Update PolicyEngine US dependency (#999)

MaxGhenis · web-flow · commit 47dc766ab75c · 2026-05-17T23:19:42.000-04:00
diff --git a/.github/workflows/long_run_projection.yaml b/.github/workflows/long_run_projection.yaml
@@ -269,6 +269,6 @@ jobs:
             echo "- Tax assumption: \`${TAX_ASSUMPTION}\`"
             echo "- HF staging upload: \`${UPLOAD_TO_HF_STAGING}\`"
             if [ "${UPLOAD_TO_HF_STAGING}" = "true" ]; then
-              echo "- HF staging prefix: \`staging/${CHECKED_OUT_SHA}/${RUN_ID}/long_term/\`"

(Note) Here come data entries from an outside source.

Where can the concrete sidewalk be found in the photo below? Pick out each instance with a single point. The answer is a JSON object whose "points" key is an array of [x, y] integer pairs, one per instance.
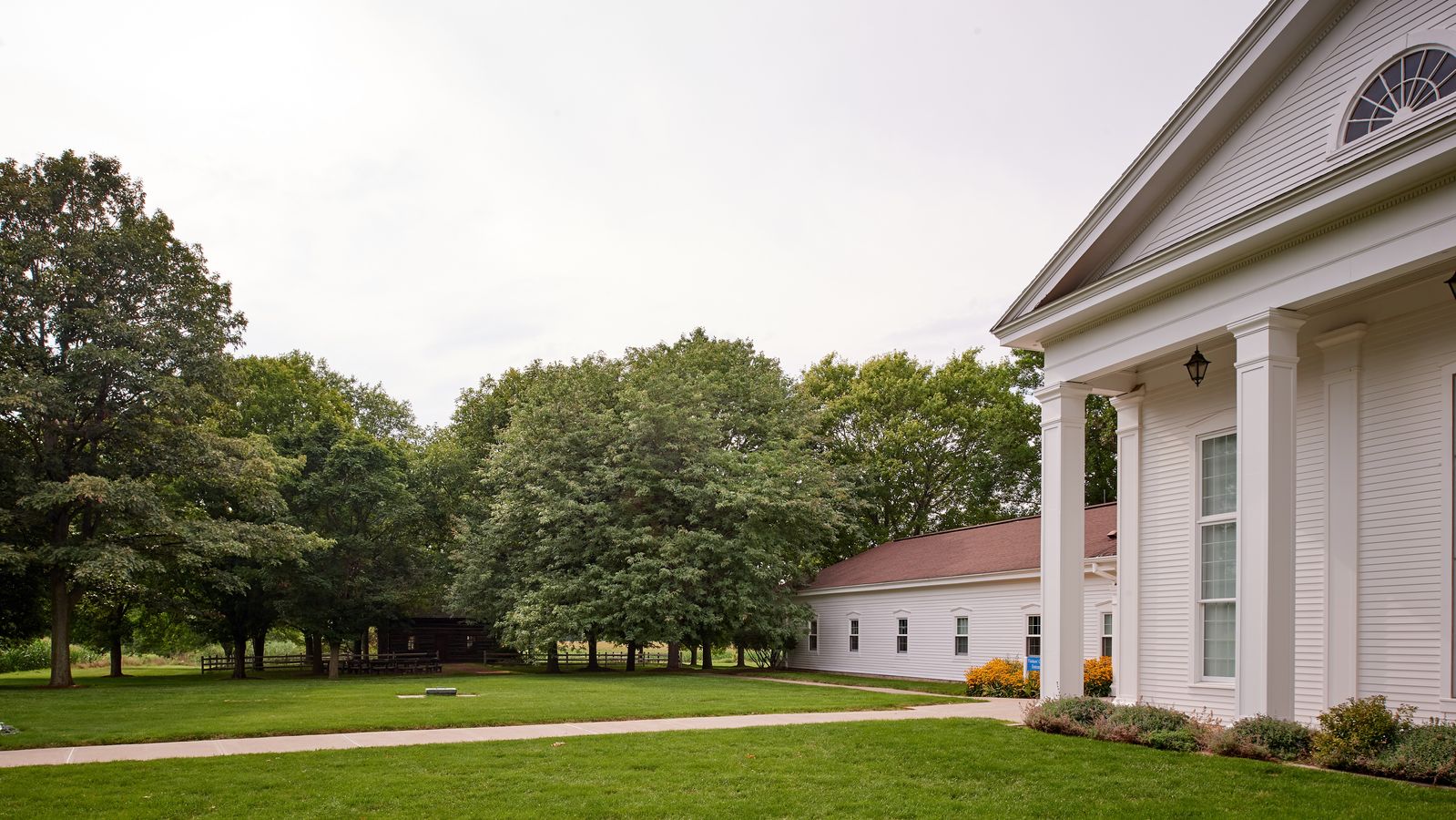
{"points": [[1003, 710]]}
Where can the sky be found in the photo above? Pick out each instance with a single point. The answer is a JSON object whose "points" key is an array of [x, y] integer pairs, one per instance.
{"points": [[430, 192]]}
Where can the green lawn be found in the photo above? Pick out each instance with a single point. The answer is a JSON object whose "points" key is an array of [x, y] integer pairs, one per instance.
{"points": [[932, 768], [177, 703], [933, 686]]}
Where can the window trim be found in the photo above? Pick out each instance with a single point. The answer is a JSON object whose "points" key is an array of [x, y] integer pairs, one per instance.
{"points": [[1198, 523], [1107, 622], [1398, 46]]}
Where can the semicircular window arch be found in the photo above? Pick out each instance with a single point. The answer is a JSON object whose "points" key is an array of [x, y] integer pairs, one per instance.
{"points": [[1405, 85]]}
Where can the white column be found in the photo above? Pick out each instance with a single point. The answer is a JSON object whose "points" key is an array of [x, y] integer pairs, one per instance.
{"points": [[1341, 350], [1129, 507], [1267, 357], [1064, 542]]}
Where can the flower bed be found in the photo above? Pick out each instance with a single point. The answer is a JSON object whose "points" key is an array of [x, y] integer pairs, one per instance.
{"points": [[1358, 736]]}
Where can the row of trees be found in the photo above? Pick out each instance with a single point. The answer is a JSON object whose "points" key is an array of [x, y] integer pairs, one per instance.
{"points": [[671, 494], [145, 467]]}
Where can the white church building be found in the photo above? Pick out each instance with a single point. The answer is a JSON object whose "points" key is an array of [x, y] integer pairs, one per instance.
{"points": [[940, 603], [1267, 296]]}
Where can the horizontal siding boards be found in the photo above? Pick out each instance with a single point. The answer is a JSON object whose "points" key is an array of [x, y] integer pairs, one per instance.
{"points": [[1401, 507], [1286, 143], [998, 627]]}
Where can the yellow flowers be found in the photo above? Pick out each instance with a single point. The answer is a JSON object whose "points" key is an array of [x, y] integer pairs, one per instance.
{"points": [[1096, 676]]}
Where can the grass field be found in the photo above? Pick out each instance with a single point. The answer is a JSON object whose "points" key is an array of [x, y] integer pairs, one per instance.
{"points": [[932, 686], [932, 768], [179, 703]]}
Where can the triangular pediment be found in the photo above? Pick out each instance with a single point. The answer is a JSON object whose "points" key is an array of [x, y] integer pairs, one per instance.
{"points": [[1264, 123]]}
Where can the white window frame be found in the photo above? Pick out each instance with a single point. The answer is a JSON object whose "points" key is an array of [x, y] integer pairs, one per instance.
{"points": [[1107, 623], [1200, 522]]}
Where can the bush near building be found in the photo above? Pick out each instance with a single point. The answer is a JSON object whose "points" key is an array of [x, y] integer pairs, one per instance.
{"points": [[1360, 734]]}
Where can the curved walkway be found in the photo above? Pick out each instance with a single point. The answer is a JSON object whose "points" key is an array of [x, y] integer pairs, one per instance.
{"points": [[996, 710]]}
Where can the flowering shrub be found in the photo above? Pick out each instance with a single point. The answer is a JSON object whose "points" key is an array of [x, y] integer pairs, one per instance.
{"points": [[1096, 676], [1001, 678]]}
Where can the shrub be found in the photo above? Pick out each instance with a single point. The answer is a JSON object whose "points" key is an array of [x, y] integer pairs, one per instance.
{"points": [[1082, 711], [1358, 732], [1266, 737], [999, 678], [1172, 740], [1147, 718], [1096, 676], [1423, 753]]}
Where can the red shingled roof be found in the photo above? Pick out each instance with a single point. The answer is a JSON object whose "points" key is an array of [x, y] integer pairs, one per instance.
{"points": [[1001, 547]]}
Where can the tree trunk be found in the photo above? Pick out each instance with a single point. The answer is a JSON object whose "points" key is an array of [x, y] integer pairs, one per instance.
{"points": [[60, 630], [239, 656], [591, 651], [116, 656]]}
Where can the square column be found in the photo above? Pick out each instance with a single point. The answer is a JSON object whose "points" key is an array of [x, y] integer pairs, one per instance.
{"points": [[1266, 370], [1129, 529], [1064, 538], [1341, 350]]}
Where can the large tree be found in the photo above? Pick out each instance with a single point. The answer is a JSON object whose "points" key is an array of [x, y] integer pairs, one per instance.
{"points": [[112, 340], [928, 447]]}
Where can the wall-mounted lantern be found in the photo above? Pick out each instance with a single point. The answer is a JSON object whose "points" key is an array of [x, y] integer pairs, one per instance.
{"points": [[1198, 366]]}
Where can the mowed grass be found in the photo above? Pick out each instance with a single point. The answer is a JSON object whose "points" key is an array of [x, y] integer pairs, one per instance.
{"points": [[923, 768], [177, 703], [931, 686]]}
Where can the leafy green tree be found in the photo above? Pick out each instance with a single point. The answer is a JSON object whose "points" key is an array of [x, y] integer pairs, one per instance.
{"points": [[112, 338], [928, 447], [355, 491]]}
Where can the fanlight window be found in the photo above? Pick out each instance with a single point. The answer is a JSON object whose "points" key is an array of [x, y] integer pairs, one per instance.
{"points": [[1405, 87]]}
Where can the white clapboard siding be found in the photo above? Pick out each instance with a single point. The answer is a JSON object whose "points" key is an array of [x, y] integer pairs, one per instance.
{"points": [[998, 627], [1288, 140], [1401, 506]]}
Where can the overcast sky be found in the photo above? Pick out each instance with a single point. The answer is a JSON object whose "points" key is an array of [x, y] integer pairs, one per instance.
{"points": [[430, 192]]}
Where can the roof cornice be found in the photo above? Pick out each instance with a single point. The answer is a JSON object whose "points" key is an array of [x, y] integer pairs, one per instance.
{"points": [[1274, 21]]}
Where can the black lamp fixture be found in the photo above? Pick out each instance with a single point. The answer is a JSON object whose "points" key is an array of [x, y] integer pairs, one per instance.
{"points": [[1198, 366]]}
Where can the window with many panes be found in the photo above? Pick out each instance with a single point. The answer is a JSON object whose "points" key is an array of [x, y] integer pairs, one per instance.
{"points": [[1217, 552]]}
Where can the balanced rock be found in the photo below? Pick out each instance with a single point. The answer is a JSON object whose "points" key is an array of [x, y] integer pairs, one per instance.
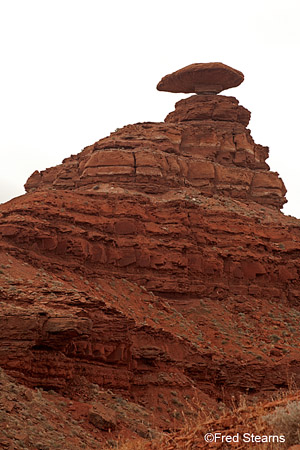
{"points": [[201, 78]]}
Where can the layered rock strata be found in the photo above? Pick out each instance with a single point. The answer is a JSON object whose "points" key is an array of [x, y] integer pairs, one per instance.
{"points": [[204, 144], [155, 261]]}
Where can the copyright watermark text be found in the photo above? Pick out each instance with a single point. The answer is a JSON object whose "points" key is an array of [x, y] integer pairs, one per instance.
{"points": [[243, 437]]}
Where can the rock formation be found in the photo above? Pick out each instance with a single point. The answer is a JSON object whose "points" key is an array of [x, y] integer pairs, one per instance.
{"points": [[205, 78], [155, 263]]}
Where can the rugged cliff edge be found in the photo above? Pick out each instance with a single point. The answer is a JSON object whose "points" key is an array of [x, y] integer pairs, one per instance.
{"points": [[155, 265]]}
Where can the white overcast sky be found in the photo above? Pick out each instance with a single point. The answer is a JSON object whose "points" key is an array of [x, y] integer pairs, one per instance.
{"points": [[72, 71]]}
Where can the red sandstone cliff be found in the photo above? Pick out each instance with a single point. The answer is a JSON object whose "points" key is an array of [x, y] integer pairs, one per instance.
{"points": [[155, 264]]}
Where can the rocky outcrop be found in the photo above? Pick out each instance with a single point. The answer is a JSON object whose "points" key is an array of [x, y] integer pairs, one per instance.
{"points": [[201, 78], [156, 264], [203, 144]]}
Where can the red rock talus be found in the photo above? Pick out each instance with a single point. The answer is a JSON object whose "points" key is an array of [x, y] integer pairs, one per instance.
{"points": [[155, 261]]}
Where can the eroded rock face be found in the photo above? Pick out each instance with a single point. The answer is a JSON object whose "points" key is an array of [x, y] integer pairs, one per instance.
{"points": [[201, 78], [204, 144], [154, 262]]}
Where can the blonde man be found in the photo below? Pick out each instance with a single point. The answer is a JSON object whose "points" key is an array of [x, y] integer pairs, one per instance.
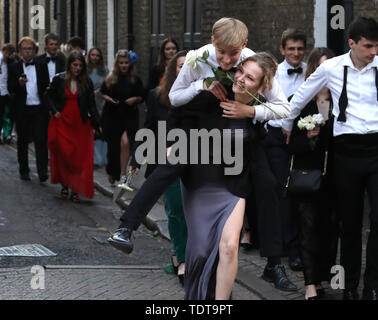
{"points": [[27, 82]]}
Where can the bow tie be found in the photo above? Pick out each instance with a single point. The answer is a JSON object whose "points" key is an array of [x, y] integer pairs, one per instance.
{"points": [[53, 59], [31, 63], [297, 70]]}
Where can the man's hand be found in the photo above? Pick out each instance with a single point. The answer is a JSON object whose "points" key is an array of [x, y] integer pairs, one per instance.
{"points": [[217, 89], [287, 135], [237, 110]]}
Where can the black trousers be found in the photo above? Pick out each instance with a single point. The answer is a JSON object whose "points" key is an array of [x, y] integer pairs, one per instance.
{"points": [[265, 189], [317, 234], [31, 125], [4, 100], [354, 174], [279, 160]]}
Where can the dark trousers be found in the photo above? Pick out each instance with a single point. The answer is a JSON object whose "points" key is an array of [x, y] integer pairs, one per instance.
{"points": [[265, 199], [279, 160], [152, 189], [353, 175], [31, 125], [4, 101], [318, 236], [265, 189]]}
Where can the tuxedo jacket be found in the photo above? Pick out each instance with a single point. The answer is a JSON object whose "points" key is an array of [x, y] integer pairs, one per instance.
{"points": [[60, 62], [18, 93]]}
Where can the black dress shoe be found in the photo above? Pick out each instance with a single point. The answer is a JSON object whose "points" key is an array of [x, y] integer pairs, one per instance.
{"points": [[278, 276], [43, 179], [121, 240], [370, 294], [350, 295], [25, 177], [296, 264]]}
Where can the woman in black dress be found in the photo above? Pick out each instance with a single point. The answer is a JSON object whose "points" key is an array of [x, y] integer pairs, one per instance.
{"points": [[317, 226], [122, 91]]}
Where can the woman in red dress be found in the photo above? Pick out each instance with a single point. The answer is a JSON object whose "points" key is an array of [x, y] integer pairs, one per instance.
{"points": [[70, 98]]}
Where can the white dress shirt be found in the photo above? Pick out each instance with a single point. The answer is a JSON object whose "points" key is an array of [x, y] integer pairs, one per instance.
{"points": [[52, 67], [289, 83], [32, 98], [3, 76], [362, 110], [189, 83]]}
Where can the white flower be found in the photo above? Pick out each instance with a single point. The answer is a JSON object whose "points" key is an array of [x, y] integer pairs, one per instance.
{"points": [[318, 119], [191, 58]]}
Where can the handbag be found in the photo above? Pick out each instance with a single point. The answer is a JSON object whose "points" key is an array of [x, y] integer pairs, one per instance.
{"points": [[302, 181]]}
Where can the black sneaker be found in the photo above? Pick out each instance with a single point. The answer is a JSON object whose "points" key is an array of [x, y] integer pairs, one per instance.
{"points": [[278, 276], [121, 240]]}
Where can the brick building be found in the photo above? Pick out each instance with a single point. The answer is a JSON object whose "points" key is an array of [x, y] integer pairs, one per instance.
{"points": [[141, 25]]}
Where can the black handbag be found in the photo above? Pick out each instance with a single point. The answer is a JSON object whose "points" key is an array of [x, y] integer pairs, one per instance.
{"points": [[302, 181]]}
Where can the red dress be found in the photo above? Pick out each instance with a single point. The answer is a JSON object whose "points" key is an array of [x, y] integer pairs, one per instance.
{"points": [[71, 145]]}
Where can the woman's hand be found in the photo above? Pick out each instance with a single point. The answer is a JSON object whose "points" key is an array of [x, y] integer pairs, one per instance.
{"points": [[133, 101], [313, 133], [217, 89], [134, 169], [237, 110]]}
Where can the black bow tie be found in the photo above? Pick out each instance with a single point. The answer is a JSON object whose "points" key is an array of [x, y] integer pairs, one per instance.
{"points": [[53, 59], [31, 63], [297, 70]]}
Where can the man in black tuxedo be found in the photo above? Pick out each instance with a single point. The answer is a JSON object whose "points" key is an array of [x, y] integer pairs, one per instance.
{"points": [[55, 60], [27, 82]]}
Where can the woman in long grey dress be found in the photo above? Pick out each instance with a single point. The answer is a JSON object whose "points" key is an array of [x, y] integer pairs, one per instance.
{"points": [[213, 202]]}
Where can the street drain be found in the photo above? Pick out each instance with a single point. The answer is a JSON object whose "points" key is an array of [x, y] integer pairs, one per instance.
{"points": [[26, 250]]}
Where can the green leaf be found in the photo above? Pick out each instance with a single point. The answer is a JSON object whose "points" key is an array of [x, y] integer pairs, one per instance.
{"points": [[220, 74], [209, 81], [205, 55]]}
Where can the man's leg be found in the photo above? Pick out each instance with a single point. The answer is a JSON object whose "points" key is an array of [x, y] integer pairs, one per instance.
{"points": [[269, 219], [152, 189], [371, 273], [349, 179]]}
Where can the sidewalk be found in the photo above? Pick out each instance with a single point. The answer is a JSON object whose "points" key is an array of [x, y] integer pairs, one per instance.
{"points": [[251, 265]]}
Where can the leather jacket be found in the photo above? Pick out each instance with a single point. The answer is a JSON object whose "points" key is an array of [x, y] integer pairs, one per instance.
{"points": [[55, 98]]}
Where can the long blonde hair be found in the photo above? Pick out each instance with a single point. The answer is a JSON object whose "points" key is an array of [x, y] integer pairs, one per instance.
{"points": [[113, 77]]}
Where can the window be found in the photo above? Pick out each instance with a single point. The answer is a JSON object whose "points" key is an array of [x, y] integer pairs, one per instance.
{"points": [[157, 27], [193, 19]]}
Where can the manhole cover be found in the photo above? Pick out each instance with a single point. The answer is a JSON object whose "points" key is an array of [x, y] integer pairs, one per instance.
{"points": [[26, 250]]}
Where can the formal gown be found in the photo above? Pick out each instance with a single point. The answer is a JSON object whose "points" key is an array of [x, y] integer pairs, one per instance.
{"points": [[70, 142]]}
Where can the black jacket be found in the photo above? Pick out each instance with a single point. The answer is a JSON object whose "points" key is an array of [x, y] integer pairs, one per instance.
{"points": [[17, 92], [55, 97], [60, 62]]}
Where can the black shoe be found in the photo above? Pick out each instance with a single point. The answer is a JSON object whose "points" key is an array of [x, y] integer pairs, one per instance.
{"points": [[369, 294], [350, 295], [43, 179], [121, 240], [295, 264], [25, 177], [278, 276]]}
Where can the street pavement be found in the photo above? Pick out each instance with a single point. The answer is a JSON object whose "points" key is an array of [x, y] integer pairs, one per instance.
{"points": [[133, 281]]}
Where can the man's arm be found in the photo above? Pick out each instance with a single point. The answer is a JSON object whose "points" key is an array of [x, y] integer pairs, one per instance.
{"points": [[276, 101], [316, 82], [186, 86]]}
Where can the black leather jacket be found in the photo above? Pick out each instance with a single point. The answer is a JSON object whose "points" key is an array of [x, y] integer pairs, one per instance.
{"points": [[55, 98]]}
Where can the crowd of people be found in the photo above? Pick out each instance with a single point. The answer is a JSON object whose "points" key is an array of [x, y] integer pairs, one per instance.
{"points": [[296, 118]]}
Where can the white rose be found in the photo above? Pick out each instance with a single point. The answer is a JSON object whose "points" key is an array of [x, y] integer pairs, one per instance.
{"points": [[301, 123], [318, 118], [191, 58]]}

+              echo "- HF staging prefix: \`staging/${CHECKED_OUT_SHA}-${RUN_ID}/long_term/\`"
             fi
           } >> "$GITHUB_STEP_SUMMARY"
diff --git a/changelog.d/999.fixed.md b/changelog.d/999.fixed.md
@@ -0,0 +1,2 @@
+Update the pinned PolicyEngine US dependency and allow long-run production builds
+to mix pre- and post-support-augmentation years.
diff --git a/policyengine_us_data/datasets/cps/long_term/README.md b/policyengine_us_data/datasets/cps/long_term/README.md
@@ -74,7 +74,7 @@ python run_long_term_production.py \
 - `.github/workflows/long_run_projection.yaml` is `workflow_dispatch` only. It does not run on pull requests, normal merges, or the standard `push.yaml` publication path.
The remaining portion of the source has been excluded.